The Path Forward: USPD V2 and Making Our Community Whole

The CPIMP attack on December 4th, 2025 was a devastating blow. Not just to our protocol, but to the trust our community placed in us. We’ve spent the past days with forensic analysis, but also with strategic planning. Today, we’re ready to share our comprehensive plan to move forward.

This is not the end of USPD. This is the beginning of what USPD was always meant to be.

Lessons from the Field: What We Learned Running USPD V1

The months of operating USPD V1 in production taught us valuable lessons about what it takes to build a stablecoin that works in the real world of DeFi.

The Native Yield Paradox

USPD was an industry first: a stablecoin that natively yields. Your balance grows automatically—no staking, no wrapping, no claiming. We envisioned this as the future of money: a “bank account” where normies could watch their savings grow without any DeFi complexity.

The reality was more complicated.

While native yield is perfect for end users holding USPD in their wallets, it created significant friction with DeFi protocols. Uniswap, Aave, and virtually every vault or AMM tracks balances through internal ledgers. When your token balance changes without a transfer event, these protocols break or behave unexpectedly.

We were actively developing a wrapped USPD token as an overlay solution, but this added complexity and fragmented liquidity. For V2, we’re redesigning the architecture so that DeFi compatibility is built into the core system, not bolted on afterward.

Business Development & Adoption Realities

Beyond the technical lessons, we learned hard truths about go-to-market:

• Liquidity bootstrapping is harder than building the protocol itself
• DeFi integrations require tokens that play nicely with existing infrastructure
• User education around a new stablecoin model takes time and trust
• Institutional interest exists, but requires battle-tested contracts and clear regulatory positioning

These lessons—from the hack, from DeFi integration challenges, from business development—are all being poured into USPD V2.

Step 1: Recovery Tokens for Affected Holders

We’re introducing USPD Recovery Tokens as a way to include affected holders in the future of the protocol.

How It Works

1. Snapshot & Distribution: We have complete snapshots of all USPD balances immediately before the exploit. Every affected holder will receive recovery tokens proportional to their USPD holdings at the time of the incident.

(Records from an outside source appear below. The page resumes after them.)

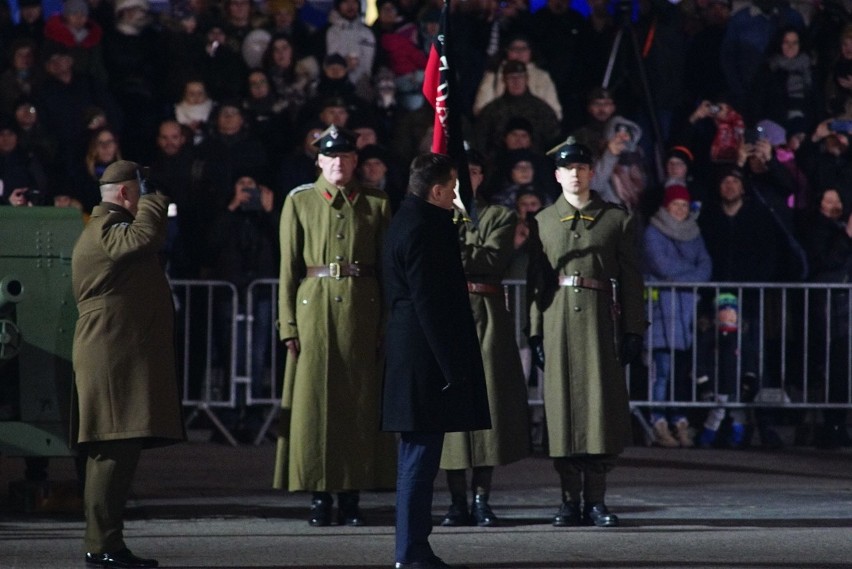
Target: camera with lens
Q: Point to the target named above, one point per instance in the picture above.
(752, 135)
(253, 203)
(842, 126)
(34, 196)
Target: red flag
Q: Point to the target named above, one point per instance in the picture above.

2. Future Participation: These recovery tokens represent your connection to the protocol going forward. As USPD V2 generates revenue and grows, recovery token holders will be able to participate in protocol benefits. The specific mechanisms will be detailed as V2 development progresses.

3. Dedicated Recovery Pool: A separate pool—distinct from the community treasury—will be funded from future protocol activity. This pool is dedicated to affected holders.

Why This Approach

With ~230 affected holders, this is a manageable community we can work with directly. We’re not hiding behind legal structures or abandoning our users. We’re creating a transparent mechanism that keeps affected holders connected to the protocol’s future success.

We want to see our community benefit as we rebuild.

Step 2: USPD V2 — Built Different

The exploit and our operational experience forced us to confront architectural decisions we had been wrestling with. USPD V2 isn’t just a redeployment—it’s a fundamental reimagining informed by everything we learned.

Simplified, Modular Architecture

During the development of stUSPD (our higher-yield offering that was mid-audit when the hack occurred), we identified several architectural pain points:

We’re taking everything we learned—from the hack, from DeFi integrations, from user feedback—and building it right this time.

Privacy by Default

We’re exploring integration with privacy solutions like Railgun from day one. Financial privacy isn’t a feature—it’s a right. USPD V2 will offer sensible privacy defaults for transactions, protecting users without compromising on compliance where necessary.

Step 3: Community-First Governance

Two Separate Pools

USPD V2 will feature two distinct funding mechanisms:

1. Recovery Pool: A dedicated pool funded from protocol activity, focused on affected V1 holders. This pool operates independently and is prioritized in our planning.

2. Community Treasury: A separate treasury system governed by future token holders for protocol development, grants, and community initiatives.

This separation ensures clarity about how protocol resources are allocated.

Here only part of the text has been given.